L’ennemi est habile à observer ce travail d’invention, et à l’exploiter. Et la réciproque est vraie. Par les interrogatoires de prisonniers, par les papiers capturés, par la photographie aérienne, surtout par les révélations des combats eux-mêmes, les armées adverses se pénètrent intellectuellement, se tiennent au courant, presque au jour le jour, de leurs progrès respectifs. De là, dans ces progrès, un parallélisme, parfois un synchronisme, singuliers.
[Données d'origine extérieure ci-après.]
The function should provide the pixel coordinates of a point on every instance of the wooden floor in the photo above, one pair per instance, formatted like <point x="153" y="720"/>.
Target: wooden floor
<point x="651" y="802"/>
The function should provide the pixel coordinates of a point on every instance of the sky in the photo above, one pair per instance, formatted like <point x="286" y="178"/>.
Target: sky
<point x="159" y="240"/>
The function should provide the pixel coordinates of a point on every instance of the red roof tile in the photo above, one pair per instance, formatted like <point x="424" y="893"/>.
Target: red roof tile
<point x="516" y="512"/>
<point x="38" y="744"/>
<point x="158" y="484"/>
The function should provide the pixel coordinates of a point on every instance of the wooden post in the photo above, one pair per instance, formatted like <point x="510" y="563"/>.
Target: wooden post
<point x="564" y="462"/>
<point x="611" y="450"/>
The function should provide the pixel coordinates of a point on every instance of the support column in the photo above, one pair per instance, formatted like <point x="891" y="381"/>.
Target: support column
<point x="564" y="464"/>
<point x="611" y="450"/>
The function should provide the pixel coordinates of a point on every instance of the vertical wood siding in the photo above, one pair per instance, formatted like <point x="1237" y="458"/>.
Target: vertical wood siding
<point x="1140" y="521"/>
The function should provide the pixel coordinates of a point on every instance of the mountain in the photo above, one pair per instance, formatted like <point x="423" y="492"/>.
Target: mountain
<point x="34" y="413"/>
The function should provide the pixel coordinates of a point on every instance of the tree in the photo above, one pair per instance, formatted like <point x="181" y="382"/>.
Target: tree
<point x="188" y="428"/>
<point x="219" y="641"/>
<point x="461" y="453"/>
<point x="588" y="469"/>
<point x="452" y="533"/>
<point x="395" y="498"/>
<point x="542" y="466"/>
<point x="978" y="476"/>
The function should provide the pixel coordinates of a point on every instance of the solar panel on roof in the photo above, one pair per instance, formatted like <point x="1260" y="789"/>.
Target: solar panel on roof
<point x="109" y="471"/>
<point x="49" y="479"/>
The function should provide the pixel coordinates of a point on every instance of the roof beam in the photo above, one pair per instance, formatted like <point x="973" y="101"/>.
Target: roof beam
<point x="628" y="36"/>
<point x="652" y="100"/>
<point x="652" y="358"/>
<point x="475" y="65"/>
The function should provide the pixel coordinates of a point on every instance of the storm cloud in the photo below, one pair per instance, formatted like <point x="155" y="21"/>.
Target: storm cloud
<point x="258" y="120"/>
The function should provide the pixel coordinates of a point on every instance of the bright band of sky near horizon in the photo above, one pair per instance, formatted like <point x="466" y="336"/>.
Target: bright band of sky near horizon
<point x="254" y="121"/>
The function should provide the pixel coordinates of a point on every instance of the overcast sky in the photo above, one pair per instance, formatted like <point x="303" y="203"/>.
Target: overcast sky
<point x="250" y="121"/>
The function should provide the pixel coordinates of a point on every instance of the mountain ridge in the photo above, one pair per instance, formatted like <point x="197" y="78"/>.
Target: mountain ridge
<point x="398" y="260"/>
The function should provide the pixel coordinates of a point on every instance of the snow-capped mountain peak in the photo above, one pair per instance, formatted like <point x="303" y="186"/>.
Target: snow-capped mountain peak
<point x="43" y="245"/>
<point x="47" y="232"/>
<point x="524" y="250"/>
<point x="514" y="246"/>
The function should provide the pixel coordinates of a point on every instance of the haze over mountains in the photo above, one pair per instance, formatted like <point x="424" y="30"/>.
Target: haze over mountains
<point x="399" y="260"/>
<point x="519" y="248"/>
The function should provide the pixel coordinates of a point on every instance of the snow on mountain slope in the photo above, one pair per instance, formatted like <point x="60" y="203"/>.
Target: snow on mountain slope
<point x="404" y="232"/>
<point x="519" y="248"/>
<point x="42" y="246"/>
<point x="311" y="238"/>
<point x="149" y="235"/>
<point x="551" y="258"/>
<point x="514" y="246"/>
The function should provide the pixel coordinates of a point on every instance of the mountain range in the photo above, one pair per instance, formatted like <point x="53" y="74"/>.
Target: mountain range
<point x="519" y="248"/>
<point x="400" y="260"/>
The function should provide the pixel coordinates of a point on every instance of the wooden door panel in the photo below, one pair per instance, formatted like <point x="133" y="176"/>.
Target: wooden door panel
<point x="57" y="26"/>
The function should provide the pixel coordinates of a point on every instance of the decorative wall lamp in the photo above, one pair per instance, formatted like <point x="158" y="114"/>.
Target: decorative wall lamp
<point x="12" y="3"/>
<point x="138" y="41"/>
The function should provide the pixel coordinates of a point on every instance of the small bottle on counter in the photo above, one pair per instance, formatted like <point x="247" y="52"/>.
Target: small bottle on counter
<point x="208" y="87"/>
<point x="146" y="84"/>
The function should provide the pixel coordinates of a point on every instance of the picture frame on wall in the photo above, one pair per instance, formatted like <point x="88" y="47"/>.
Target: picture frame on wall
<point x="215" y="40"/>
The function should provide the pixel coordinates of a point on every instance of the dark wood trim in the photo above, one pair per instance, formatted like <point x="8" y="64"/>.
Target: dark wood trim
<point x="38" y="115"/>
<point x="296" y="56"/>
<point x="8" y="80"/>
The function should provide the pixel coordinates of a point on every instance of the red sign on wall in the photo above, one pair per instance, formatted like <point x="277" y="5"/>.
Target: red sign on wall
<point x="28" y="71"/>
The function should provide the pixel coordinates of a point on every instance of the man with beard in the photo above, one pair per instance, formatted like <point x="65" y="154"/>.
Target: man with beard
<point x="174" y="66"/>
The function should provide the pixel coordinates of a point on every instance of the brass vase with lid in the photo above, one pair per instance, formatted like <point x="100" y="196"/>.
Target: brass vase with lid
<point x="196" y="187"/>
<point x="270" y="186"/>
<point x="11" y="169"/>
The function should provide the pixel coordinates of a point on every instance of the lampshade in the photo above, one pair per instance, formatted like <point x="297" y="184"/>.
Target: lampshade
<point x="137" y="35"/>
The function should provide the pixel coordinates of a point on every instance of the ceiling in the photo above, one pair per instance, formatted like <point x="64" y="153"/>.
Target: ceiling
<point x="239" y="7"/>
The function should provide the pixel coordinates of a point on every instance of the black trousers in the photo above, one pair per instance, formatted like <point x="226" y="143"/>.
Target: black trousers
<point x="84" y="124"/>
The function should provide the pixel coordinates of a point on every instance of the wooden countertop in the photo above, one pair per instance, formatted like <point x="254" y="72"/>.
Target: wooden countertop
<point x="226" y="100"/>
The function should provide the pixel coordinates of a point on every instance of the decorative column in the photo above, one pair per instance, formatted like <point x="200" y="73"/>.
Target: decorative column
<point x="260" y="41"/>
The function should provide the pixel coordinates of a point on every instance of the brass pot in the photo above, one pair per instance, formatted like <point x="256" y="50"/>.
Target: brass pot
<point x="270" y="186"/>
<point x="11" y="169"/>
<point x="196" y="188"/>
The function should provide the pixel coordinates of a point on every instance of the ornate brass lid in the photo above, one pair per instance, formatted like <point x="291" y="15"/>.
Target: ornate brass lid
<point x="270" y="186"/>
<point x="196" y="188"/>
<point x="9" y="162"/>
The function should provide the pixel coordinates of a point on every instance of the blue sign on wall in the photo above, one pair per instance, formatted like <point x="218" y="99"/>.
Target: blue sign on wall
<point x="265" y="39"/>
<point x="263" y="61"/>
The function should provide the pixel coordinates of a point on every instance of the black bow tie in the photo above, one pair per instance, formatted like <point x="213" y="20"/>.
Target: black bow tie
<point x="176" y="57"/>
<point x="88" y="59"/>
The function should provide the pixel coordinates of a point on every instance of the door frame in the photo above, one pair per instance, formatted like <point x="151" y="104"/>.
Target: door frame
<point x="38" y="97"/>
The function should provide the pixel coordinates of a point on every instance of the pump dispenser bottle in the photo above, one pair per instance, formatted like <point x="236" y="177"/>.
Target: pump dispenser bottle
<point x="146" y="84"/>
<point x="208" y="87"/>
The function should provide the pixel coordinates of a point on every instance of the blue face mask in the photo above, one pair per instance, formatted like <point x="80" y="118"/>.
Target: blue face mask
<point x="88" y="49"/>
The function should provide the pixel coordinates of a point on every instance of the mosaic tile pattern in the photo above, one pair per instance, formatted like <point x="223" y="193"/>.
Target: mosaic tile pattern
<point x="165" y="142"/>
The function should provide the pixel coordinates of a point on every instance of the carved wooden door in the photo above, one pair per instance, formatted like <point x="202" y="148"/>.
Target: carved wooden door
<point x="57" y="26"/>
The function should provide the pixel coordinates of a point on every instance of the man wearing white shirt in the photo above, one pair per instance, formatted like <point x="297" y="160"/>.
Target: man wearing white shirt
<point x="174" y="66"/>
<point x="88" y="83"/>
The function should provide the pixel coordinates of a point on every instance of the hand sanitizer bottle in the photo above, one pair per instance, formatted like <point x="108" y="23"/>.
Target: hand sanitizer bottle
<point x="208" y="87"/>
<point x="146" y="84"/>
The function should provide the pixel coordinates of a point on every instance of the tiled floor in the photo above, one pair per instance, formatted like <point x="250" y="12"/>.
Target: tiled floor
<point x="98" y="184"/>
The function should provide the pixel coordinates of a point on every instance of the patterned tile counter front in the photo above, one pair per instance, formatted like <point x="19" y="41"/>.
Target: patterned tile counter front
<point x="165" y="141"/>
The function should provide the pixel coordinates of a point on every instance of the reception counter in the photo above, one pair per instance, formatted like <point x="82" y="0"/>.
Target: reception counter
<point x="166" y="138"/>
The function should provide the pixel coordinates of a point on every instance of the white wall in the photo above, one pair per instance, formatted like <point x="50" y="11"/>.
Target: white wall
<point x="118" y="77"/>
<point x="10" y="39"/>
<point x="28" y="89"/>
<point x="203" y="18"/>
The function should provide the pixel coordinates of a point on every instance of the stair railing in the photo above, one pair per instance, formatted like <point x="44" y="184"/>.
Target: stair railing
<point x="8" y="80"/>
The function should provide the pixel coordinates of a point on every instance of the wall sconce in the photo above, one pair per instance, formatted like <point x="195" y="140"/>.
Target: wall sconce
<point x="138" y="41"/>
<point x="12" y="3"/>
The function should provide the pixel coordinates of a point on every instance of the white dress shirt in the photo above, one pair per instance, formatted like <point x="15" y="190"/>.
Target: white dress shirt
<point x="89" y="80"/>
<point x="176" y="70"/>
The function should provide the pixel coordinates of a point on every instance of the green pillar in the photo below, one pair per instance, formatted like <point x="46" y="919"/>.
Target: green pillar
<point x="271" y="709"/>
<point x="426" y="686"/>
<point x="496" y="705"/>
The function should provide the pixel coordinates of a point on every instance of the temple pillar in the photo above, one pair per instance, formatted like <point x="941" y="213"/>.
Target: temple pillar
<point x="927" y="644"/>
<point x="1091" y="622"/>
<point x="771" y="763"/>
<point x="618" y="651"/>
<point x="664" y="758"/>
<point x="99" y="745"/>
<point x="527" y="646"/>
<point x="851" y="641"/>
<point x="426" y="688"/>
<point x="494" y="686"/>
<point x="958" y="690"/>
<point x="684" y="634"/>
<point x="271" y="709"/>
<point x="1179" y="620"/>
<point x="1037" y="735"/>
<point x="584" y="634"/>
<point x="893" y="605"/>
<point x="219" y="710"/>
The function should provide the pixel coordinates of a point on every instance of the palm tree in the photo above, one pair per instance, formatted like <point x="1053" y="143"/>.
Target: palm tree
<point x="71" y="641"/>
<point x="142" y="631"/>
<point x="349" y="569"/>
Quand on lit, par exemple, un beau document tombé entre nos mains, les Enseignements tirés de la bataille de la Somme par la 2e armée allemande, que rédigea le général Fritz von Dolow, on y reconnaît souvent[1] les soucis qui étaient les nôtres à la même date, on y trouve la discussion des mêmes problèmes que nous discutions alors, l’acheminement vers des solutions semblables. Des deux armées, laquelle a le plus inventé ? Laquelle a le plus imité ? Quoi qu’il en soit, la France aura toujours su répondre à l’idée par l’idée, à la découverte par la découverte, et c’est pourquoi la plupart de ses alliés prirent peu à peu l’habitude de lui demander des techniciens, des instructeurs. Par-là, l’armée française n’aura

  1. Voir notamment les paragraphes 94 à 98, le paragraphe 153.